Le TLF le présente comme une adaptation de l'anglais chasm : gouffre : l'emploi de ce terme se rencontre aujourd'hui au sens figuré (peut-être au sens propre, je ne sais pas)
Chateaubriand utilise ce terme dans ses Mémoires d'outre-tombe, à propos de la cataracte de Niagara (aujourd'hui, on dit les chutes du Niagara) :
Aujourd'hui, de grands chemins passent à la cataracte ; il y a des auberges sur la rive américaine et sur la rive anglaise, des moulins et des manufactures au-dessous du chasme.

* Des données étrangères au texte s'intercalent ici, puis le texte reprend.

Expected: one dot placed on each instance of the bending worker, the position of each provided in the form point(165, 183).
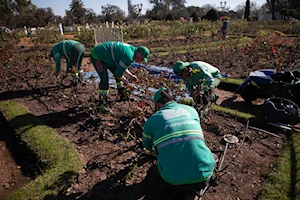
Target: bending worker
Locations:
point(184, 162)
point(117, 57)
point(194, 73)
point(73, 52)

Ou bien dans la région de Salzbourg :
La descente du Tauern est longue, mauvaise et périlleuse ; j'en étois charmé : elle rappelle, tantôt par ses cascades et ses ponts de bois, tantôt par le rétrécit de son chasme, la vallée du Pont-d'Espagne à Cauterets, ou le versant du Simplon sur Domo d'Ossela
à propos du saut du Rhin :
Je me serais bien arrangé de finir mes jours dans le castel qui domine le chasme.
du latin chasma : gouffre
du grec χάσμα (χάσματος) : ouverture béante, d'où : gouffre, abîme, ouverture de la bouche, ouverture d'une porte (Bailly)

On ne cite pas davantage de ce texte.